- Product: Aspose.Words for Java
- Version: 24.2
- License Type: Licensed
Issue Description:
During the HTML-to-PDF conversion, I am trying to implement a timeout mechanism for document loading using IDocumentLoadingCallback (or ProgressCallback), but the callback is not being invoked during the document loading process.
What I’m trying to achieve:
- Load Word documents with a timeout mechanism
- Stop the loading operations after certain time(Request timeout).

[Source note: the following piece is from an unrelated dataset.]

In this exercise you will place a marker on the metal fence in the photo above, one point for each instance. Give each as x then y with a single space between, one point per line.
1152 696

- Cancel the loading operation if it exceeds a specified time limit so resource will be free.
Current Behavior:
- The
IDocumentLoadingCallback.notify() method is never called during document loading
- My timeout mechanism cannot work because the callback isn’t invoked
- Documents that should timeout continue loading.
Test Document:
I can provide a test document if needed. Please let me know:
- The current HTML file is approximately 18 MB and contains table-structured data.
- It’s takes ~20 minutes to complete the loading process.
What I Need:
- Is IDocumentLoadingCallback supposed to work during new Document() loading, or only for specific scenarios?
- Are there specific document formats or loading methods where the callback is invoked?
- Is there a different mechanism I should use for implementing timeouts during document loading?
- Could this be a bug where the callback is accepted but not actually invoked?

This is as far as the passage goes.